RealTime IT News

China's Filtering Tech Evolving

The People's Republic of China blocks roughly 8 percent of online content, according to an ongoing analysis by researchers with the Berkman Center for Internet & Society Harvard Law School

While the researchers found that the Chinese government makes some effort to block sexually-explicit sites, their findings indicate it is much more interested in blocking content related to news, health and entertainment.
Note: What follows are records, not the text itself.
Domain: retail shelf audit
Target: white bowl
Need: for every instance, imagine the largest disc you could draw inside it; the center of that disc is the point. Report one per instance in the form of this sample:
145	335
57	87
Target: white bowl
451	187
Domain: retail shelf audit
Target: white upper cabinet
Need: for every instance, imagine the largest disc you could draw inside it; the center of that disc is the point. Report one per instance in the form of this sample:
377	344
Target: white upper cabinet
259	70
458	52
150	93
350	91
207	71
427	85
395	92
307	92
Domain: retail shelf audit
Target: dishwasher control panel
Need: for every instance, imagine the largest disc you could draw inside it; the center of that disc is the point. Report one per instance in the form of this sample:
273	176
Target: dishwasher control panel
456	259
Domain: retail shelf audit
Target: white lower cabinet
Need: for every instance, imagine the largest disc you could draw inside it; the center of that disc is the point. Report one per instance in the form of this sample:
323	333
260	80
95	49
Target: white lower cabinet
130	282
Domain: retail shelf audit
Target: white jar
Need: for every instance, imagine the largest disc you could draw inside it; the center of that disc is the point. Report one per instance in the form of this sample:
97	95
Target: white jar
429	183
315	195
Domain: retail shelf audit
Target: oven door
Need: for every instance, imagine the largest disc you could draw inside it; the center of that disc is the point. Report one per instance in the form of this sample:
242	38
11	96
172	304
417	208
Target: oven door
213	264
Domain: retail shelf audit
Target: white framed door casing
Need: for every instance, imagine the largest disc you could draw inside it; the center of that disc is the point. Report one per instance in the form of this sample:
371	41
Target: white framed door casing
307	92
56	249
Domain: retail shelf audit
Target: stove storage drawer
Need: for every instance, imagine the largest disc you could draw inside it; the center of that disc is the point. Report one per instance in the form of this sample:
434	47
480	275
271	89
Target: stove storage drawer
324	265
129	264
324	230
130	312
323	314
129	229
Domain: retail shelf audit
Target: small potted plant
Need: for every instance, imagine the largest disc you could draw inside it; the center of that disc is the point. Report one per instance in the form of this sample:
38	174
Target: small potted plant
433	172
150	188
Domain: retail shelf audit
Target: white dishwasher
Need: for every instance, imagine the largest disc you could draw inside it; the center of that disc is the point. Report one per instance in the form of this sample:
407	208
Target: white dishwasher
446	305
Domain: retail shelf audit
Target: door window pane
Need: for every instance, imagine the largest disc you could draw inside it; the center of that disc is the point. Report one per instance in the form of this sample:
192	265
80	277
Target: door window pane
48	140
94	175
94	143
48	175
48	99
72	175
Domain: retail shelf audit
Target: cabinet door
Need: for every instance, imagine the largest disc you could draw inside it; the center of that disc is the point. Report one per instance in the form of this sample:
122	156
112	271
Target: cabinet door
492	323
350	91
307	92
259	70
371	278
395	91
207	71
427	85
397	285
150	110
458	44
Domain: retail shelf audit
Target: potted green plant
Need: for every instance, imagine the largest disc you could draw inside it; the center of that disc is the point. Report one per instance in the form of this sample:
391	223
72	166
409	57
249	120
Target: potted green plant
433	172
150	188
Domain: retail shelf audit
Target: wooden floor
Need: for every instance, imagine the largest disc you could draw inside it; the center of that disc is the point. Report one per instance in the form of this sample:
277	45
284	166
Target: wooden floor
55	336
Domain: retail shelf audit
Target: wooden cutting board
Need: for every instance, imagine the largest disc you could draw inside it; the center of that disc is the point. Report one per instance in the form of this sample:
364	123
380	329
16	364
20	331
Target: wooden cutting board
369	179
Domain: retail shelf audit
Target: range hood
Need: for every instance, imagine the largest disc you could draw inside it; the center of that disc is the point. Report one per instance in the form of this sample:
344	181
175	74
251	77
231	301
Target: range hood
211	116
Jonathan Zittrain, co-director of the center and Jack N. and Lillian R. Berkman Assistant Professor of Entrepreneurial Legal Studies at Harvard Law School, working with Benjamin Edelman, technology analyst and first-year student at Harvard Law School, have been tracking Internet filtering in China. Of the 204,012 sites the two have tested to date, the researchers found more than 50,000 to be inaccessible from at least one point in China on at least one occasion. In an effort to separate sites that are intentionally blocked from those which were unreachable due to temporary glitches, they reported that 18,931 (8 percent) sites were inaccessible from at least two distinct proxy servers in China on at least two days.

While they found some effort had been made to block sexually explicit content, Zittrain and Edelman found that such efforts were not particularly effective, blocking only about 13.4 percent of their sample of well-known sexually-explicit sites. For instance, while Playboy's and Penthouse's sites were blocked, they found the Hustler Magazine site and adult site whitehouse.com were consistently available. In comparison, the esearchers -- who have previously studied Internet filtering in Saudi Arabia and American public libraries -- found that Saudi Arabia blocked 86.2 percent of the same sample. Commercial filtering applications block between 70 percent and 90 percent of those sites.

On the other hand, China more consistently blocks dissident/democracy sites like Amnesty International, Human Rights Watch, the Hong Kong Voice of Democracy, the Direct Democracy Center and Falun Gong and Falun Dafa sites. It also makes a strong effort to block health-related sites, like the AIDS Healthcare Foundation, the Internet Mental Health reference, and the Health in China research project. On the education front, it blocks a number of university sites, as well as sites for The Learning Channel, the Islamic Virtual School and the Music Academy of Zheng. Of Google's top 100 results for news, 42 were blocked, and the researchers said they found evidence of blocking of 923 sites listed in Yahoo's News and Media directory categories and subcategories. A variety of government sites by governments in Asia and beyond were blocked, including U.S. court sites, state communications organs, and state-sponsored travel sites. Taiwanese, Tibetan and religious sites were consistently blocked, as were several movie sites.

Some of the selections seem a little odd at first, like the apparent decision to block the site for Red Lobster restaurants. But Edelman explained, "It does seem the word "Red" may be targeted -- perhaps not surprising for the many instances in which it's used to refer to China, especially in a negative light. As applied to any particular site, this is primarily speculation -- but the pattern has become increasingly clear to me via a casual review of the sites."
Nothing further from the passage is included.